Digitalisierung als weitere Herausforderung
Gerade die technischen Handwerke entwickeln sich zur Zeit in atemberaubender Geschwindigkeit und um mit dieser Entwicklung Schritt halten zu können, braucht es kluge junge Menschen, und das nicht nur in der Führungsebene, sondern auch an der Basis. Die zunehmende Digitalisierung ist hier eine weitere Herausforderung.
Was ist zu tun? Der Koalitionsvertrag der neuen Landesregierung gibt Mut, wird doch ein Bekenntnis zur Gleichwertigkeit von akademischer und beruflicher Bildung abgegeben. Offensichtlich wird erkannt, dass die Energiewende ohne das Handwerk nicht gelingen kann und dass man daher die duale Ausbildung stärken muss. Aber wie muss dieser Rahmen gefüllt werden, damit es nicht bei Absichtserklärungen bleibt?
Öffentlichkeitsarbeit Zunächst muss ein Stimmungswandel in der Bevölkerung gelingen, durch stetige Betonung der Landesregierung unter Mithilfe der Handwerksorganisationen hinsichtlich der Bedeutung und Systemrelevanz des Handwerks für Energiewende und Klimaneutralität. Eine solche Charmeoffensive ist der Vorgängerregierung in Sachen Wirtschaftsfreundlichkeit auch recht gut gelungen.
Berufsschulen Die Ankündigung von 10.000 neuen Lehrerinnen und Lehrern, wenn sie denn gefunden werden können, wäre von großer Bedeutung, wenn sie zum einen in den allgemeinbildenden Schulen zu mehr Ausbildungsqualität führen würden, zum anderen aber auch den seit Langem quälenden Lehrermangel an Berufsschulen heilen könnten. Vermutlich wird man an entsprechenden Anreizen bei der Lehrerausbildung nicht vorbeikommen.
Überbetriebliche Ausbildung Die meisten überbetrieblichen Ausbildungsstätten datieren aus den 1970ern und sind inzwischen in die Jahre gekommen.
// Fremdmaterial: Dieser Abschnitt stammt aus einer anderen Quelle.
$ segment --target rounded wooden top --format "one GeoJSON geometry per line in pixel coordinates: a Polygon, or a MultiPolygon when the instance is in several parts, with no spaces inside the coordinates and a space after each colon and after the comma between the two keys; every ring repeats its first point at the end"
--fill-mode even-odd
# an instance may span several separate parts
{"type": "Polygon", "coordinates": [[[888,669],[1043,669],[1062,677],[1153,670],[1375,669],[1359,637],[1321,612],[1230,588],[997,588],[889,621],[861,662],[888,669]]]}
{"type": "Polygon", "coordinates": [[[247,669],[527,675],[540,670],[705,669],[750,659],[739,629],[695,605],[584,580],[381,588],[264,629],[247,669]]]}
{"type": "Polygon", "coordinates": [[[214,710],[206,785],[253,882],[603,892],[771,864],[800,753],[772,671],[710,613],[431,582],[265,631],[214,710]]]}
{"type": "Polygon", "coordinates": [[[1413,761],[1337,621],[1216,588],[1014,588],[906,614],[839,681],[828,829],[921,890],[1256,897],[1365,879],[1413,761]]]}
Diese Stätten auf ein modernes Niveau in baulicher, technischer und didaktischer Hinsicht zu bringen ist eine Aufgabe, die das Handwerk nicht alleine stemmen kann. Hier braucht es erhebliche Bundes- und Landesmittel. Solche Ausbildungsorte werden gebraucht, damit das Handwerk für junge Menschen attraktiv ist.
Ausbildungskonsens Um schon allein der demografischen Entwicklung entgegen zu wirken, ist es weiter wichtig, den recht erfolgreichen Ausbildungskonsens zwischen Landesregierung, Industrie, Handel, Handwerk, Freien Berufen, Arbeitsagentur und kommunalen Vertretern weiterzuführen und zu intensivieren.
Abiturienten und Studienaussteiger Es muss uns in Zukunft gelingen, nicht nur in Haupt- und Realschulen, sondern auch an Gesamtschulen und Gymnasien junge Menschen anzusprechen und für das Handwerk zu gewinnen. Außerdem müssen Kontakte besonders zu den Fachhochschulen etabliert werden, um Studienaussteiger stärker zu bewerben.
Diese Aufzählung erhebt keinen Anspruch auf Vollständigkeit. Die Handwerksorganisationen in NRW werden alles tun, um die gegenwärtige Chance zu nutzen, der dualen Ausbildung die Bedeutung zu verschaffen, die sie verdient und damit mittelfristig doch noch die Fachkräfte zu gewinnen, die es braucht, um die Energiewende erfolgreich umzusetzen.